The ELBO contains two terms. The first term is the expected log joint, $\mathbb{E}_q[\log p(x, z, \beta)]$. The second is the entropy of the variational distribution, $-\mathbb{E}_q[\log q(z, \beta)]$. Both of these terms depend on $q(z, \beta)$, the variational distribution of the hidden variables.

We restrict $q(z, \beta)$ to be in a family that is tractable, one for which the expectations in the ELBO can be efficiently computed. We then try to find the member of the family that maximizes the ELBO. Finally, we use the optimized distribution as a proxy for the posterior.
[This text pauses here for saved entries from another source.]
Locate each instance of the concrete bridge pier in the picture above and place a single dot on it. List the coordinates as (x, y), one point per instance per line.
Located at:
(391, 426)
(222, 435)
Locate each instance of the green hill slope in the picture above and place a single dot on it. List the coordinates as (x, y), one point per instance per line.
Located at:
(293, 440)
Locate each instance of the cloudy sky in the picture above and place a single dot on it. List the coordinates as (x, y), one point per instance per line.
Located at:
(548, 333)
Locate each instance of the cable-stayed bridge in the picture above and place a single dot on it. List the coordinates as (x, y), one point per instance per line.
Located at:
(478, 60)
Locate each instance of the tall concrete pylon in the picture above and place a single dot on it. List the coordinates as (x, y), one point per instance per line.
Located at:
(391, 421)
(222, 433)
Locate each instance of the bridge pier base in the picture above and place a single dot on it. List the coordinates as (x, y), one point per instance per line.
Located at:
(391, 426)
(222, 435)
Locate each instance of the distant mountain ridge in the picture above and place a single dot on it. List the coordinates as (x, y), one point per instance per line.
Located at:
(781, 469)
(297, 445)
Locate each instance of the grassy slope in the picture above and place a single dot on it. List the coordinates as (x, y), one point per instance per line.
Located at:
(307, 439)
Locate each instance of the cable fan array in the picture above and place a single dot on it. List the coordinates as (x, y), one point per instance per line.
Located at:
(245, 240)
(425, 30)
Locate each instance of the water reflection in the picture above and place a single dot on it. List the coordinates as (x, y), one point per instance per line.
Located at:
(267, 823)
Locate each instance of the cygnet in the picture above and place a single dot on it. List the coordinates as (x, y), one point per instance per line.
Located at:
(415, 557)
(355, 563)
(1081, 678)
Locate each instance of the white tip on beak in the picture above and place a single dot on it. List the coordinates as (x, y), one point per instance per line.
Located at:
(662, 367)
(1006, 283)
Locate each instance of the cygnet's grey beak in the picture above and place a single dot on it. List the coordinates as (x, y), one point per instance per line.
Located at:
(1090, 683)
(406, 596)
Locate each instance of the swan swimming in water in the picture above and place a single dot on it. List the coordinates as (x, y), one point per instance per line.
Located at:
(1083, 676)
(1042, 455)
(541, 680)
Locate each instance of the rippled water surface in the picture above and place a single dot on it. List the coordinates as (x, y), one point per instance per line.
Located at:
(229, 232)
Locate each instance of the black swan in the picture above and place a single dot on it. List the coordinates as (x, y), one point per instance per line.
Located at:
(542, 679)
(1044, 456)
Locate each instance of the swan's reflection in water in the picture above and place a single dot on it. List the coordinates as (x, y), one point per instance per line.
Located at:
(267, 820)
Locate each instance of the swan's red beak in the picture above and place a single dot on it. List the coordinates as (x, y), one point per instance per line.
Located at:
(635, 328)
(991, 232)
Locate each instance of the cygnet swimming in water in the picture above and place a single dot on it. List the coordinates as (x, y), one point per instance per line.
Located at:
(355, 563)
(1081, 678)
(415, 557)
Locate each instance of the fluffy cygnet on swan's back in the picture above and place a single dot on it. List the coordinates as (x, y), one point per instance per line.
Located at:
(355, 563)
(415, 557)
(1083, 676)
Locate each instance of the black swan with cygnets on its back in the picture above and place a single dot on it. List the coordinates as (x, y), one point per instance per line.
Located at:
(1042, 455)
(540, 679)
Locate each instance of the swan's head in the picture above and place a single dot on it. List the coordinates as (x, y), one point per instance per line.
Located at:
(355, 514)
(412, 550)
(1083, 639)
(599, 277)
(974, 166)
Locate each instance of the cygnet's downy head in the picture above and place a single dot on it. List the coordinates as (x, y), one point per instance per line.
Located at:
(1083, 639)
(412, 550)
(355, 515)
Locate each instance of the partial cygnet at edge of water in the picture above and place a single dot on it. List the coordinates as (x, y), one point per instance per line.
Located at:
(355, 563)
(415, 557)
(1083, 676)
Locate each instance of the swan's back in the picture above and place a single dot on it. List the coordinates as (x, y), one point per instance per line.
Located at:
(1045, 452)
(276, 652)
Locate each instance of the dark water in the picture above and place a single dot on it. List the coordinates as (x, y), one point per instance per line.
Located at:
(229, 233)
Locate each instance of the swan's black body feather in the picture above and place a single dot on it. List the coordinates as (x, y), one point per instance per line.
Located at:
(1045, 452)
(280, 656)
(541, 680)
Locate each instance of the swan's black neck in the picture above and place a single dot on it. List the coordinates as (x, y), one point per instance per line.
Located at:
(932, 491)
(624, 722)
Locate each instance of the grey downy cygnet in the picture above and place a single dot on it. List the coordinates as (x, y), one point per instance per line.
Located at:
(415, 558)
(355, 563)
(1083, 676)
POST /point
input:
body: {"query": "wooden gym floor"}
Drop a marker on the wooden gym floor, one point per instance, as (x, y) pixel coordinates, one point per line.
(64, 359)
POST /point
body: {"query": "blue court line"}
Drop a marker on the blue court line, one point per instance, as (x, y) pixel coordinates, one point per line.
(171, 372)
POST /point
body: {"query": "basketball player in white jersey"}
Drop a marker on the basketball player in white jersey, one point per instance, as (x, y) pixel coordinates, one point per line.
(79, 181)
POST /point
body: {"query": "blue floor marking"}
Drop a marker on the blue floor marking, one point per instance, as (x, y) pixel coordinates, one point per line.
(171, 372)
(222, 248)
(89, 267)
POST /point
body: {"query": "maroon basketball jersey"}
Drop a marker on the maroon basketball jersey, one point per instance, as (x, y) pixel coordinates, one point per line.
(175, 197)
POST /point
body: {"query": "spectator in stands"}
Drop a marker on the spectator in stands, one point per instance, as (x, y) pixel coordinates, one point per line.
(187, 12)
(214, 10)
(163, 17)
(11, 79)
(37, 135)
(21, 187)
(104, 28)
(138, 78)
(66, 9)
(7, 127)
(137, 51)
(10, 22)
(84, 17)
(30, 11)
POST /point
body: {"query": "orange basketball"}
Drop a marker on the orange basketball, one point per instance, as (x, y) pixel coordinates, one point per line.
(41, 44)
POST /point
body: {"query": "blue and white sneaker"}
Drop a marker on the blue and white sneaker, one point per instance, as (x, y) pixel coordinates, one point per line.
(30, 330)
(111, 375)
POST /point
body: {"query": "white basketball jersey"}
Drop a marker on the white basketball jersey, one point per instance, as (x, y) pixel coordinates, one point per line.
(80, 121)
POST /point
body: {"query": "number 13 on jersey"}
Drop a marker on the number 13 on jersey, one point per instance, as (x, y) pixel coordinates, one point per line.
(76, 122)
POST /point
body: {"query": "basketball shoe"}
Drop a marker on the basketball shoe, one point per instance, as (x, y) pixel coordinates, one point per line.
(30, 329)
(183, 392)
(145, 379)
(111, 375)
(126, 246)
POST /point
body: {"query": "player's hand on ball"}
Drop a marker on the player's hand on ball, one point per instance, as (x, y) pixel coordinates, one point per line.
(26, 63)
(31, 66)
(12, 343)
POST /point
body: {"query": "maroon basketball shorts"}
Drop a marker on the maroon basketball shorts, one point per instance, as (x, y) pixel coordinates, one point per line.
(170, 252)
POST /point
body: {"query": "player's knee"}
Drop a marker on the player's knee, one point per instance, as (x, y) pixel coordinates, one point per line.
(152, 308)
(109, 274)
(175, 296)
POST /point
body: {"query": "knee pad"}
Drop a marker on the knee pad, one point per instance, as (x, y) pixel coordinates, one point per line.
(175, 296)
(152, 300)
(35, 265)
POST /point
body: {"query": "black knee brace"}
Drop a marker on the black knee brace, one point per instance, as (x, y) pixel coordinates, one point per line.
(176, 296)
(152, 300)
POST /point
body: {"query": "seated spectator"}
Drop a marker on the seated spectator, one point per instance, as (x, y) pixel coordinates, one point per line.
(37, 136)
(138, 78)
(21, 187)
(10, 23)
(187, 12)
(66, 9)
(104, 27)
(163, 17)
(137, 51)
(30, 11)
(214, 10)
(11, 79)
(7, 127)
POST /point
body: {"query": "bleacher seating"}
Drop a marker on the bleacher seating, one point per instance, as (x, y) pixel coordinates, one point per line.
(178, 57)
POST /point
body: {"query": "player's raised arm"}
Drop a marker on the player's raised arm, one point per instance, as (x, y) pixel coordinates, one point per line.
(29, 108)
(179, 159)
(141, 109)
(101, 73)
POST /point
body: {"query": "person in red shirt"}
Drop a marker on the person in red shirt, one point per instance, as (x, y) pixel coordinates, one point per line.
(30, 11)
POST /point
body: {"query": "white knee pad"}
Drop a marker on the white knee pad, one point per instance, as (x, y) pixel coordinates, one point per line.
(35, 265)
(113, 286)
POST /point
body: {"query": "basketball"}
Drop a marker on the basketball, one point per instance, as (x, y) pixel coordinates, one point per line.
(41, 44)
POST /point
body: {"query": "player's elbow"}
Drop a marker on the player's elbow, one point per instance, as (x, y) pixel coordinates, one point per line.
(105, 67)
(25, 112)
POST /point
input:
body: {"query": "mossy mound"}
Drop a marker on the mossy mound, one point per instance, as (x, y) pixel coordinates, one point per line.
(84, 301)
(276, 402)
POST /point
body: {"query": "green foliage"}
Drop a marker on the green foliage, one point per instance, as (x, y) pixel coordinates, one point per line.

Solving this maximization problem is equivalent to finding the member of the family that is closest in KL divergence to the posterior:

\begin{eqnarray}
KL(q(z,\beta)||p(z, \beta|x)) & = & \mathbb{E}_q[\log q(z, \beta)] - \mathbb{E}_q[\log p(z, \beta|x)]\\
& = & \mathbb{E}_q[\log q(z, \beta)]-\mathbb{E}_q[\log p(x, \, \beta)] + \log p(x)\\
& = & -\mathcal{L}(q) + \mathrm{const}.
\end{eqnarray}
$\log p(x)$ is replaced by a constant because it does not depend on $q$.

### The mean-field variational family.
The simplest variational family of distributions. In this family, each hidden variable is independent and governed by its own parameter,

$$
q(z, \beta) = q(\beta |\lambda)\prod_{n=1}^N \prod_{j=1}^J q(z_{nj}|\phi_{nj})
$$

The global parameters $\lambda$ govern the global variables, the local parameters $\phi_n$ govern the local variables in the $n$th context. The ELBO is a function of these parameters.

We set $q(\beta|\lambda)$ and $q(z_{nj}|\phi_{nj})$ to be in the same exponential family as the complete conditional distributions $p(\beta|x, z)$ and $p(z_{nj}|x_n,z_{n,-j},\beta)$. The variational parameters $\lambda$ and $\phi_{nj}$ are the natural parameters to those families,

\begin{eqnarray}
q(\beta|\lambda) & = & h(\beta)\exp\{\lambda^Tt(\beta)-a_g(\lambda)\}\\
q(z_{nj}|\phi_{nj}) & = & h(z_{nj})\exp\{\phi_{nj}^Tt(z_{nj}) - a_{l}(\phi_{nj})\}
\end{eqnarray}